The second-quarter earnings season has kicked off, and snack food and beverage giant PepsiCo (PEP 0.32%) was one of the first companies to release its results. Earnings and revenue both came in above analyst expectations for the period, driving the stock higher during trading hours on July 12.
Shares of Pepsi are now flat year to date, faring much better than the S&P 500's 20% drop, which shows how well the company is able to combat inflationary pressures that have run rampant around the globe.
Here's why PepsiCo's business is performing strongly right now and why the snack food and drink categories are so resilient in the face of high inflation.
Strong second-quarter results
On July 12, Pepsi released its quarterly results for the three months ending June 11. Organic revenue grew 13% year over year in the period, driven by 11% growth in North America and 15% growth internationally. Earnings per share (EPS) came in at $1.86, up 10% from 2021, and the company has generated $1.88 billion in operating cash flow over the past 12 months.
Pepsi is such a large and profitable business because it owns some of the most popular snack and beverage brands worldwide. This includes Pepsi, Gatorade, Lay's, Tostitos, Rockstar Energy, and many others.

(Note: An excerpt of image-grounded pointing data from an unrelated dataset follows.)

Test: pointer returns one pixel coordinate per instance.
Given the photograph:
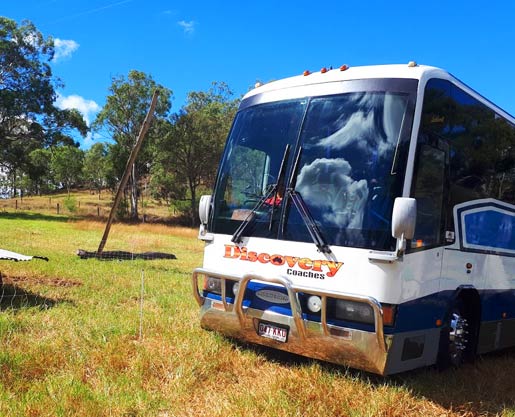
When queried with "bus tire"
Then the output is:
(457, 337)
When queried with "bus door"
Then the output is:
(430, 191)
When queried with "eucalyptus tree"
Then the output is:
(123, 115)
(95, 168)
(66, 164)
(190, 150)
(29, 118)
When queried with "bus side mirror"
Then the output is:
(404, 218)
(203, 208)
(203, 213)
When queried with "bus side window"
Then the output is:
(429, 193)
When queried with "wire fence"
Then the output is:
(23, 291)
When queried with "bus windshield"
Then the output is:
(345, 156)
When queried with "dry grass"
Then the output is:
(70, 345)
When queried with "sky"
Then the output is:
(186, 45)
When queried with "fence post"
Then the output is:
(141, 305)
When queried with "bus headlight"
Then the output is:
(354, 311)
(213, 285)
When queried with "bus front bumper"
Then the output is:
(341, 345)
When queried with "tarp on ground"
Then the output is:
(13, 256)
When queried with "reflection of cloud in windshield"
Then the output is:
(325, 184)
(375, 123)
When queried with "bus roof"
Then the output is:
(344, 73)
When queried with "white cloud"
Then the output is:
(88, 108)
(188, 27)
(64, 48)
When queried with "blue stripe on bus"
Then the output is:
(421, 313)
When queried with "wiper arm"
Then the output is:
(312, 227)
(303, 209)
(236, 237)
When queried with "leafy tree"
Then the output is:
(191, 148)
(67, 162)
(39, 170)
(95, 166)
(123, 115)
(28, 117)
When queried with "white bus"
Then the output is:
(364, 216)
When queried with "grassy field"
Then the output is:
(73, 341)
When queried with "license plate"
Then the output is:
(273, 332)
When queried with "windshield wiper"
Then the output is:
(236, 237)
(303, 210)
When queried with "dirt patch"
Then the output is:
(51, 282)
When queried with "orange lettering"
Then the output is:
(252, 256)
(264, 258)
(305, 263)
(291, 260)
(231, 251)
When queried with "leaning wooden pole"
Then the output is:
(128, 168)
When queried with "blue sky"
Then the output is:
(185, 45)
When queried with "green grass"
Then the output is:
(70, 344)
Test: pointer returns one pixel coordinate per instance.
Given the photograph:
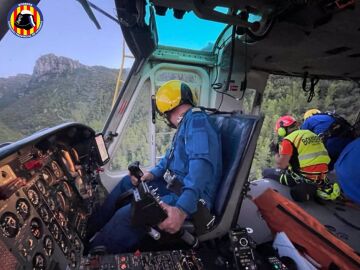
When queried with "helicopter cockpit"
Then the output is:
(226, 52)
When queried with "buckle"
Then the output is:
(341, 4)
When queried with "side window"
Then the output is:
(248, 100)
(135, 140)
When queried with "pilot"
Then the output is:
(25, 20)
(302, 162)
(321, 124)
(193, 159)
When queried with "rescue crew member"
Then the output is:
(301, 159)
(194, 159)
(321, 124)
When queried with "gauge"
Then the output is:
(68, 191)
(72, 257)
(61, 200)
(51, 204)
(9, 224)
(56, 169)
(23, 208)
(55, 231)
(64, 246)
(47, 175)
(39, 153)
(33, 197)
(41, 186)
(77, 244)
(62, 219)
(75, 154)
(39, 262)
(48, 245)
(44, 213)
(36, 228)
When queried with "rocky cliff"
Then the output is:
(52, 64)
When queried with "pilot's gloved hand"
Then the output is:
(146, 177)
(175, 219)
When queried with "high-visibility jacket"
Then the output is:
(311, 150)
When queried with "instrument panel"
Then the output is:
(51, 188)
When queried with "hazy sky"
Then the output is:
(67, 31)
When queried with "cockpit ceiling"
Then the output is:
(330, 50)
(297, 43)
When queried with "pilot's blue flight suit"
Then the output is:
(195, 159)
(320, 123)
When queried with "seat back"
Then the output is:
(239, 134)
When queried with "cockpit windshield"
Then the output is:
(190, 32)
(181, 33)
(67, 72)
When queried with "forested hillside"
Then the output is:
(284, 95)
(59, 90)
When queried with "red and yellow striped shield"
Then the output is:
(25, 20)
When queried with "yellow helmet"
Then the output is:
(310, 113)
(172, 94)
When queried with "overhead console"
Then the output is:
(49, 184)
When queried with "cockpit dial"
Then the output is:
(39, 262)
(47, 175)
(33, 197)
(51, 203)
(72, 257)
(62, 219)
(77, 244)
(36, 228)
(56, 169)
(9, 224)
(68, 191)
(23, 208)
(63, 204)
(41, 186)
(44, 213)
(48, 246)
(55, 230)
(63, 245)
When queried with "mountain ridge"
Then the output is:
(59, 90)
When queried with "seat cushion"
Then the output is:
(236, 131)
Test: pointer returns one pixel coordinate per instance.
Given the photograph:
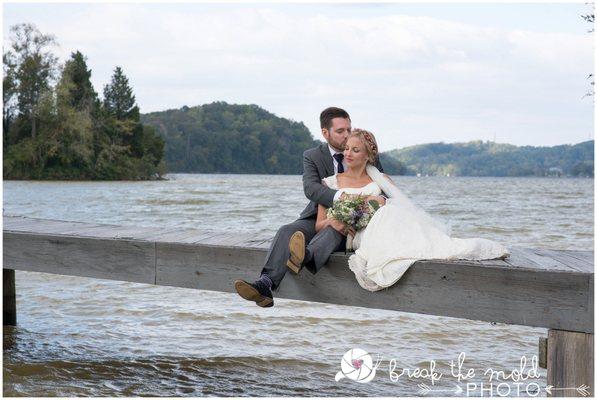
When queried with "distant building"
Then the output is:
(555, 171)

Most important for growth are Frito-Lay and Pepsi. In the second quarter, Frito-Lay had 14% organic revenue growth and gained market share in savory snacks around the world, while Pepsi's revenue in North America grew 9% organically. These are brands people have chosen for years in many countries around the globe.
Inflation has affected Pepsi's profitability slightly, with gross margin decreasing 45 basis points in the quarter. But this is only a small impact that can be mitigated by raising prices and continued operating leverage. Investors should expect management to keep raising prices if inflation remains high in the coming quarters.
Pricing power in snacks and soft drinks
But how much can Pepsi raise prices on its snacks and beverages? Won't people eventually just stop buying them? Logically you'd think so, but historically strong brands in consumer packaged goods like the ones Pepsi owns can raise prices pretty substantially without seeing any drop-off in consumer spending.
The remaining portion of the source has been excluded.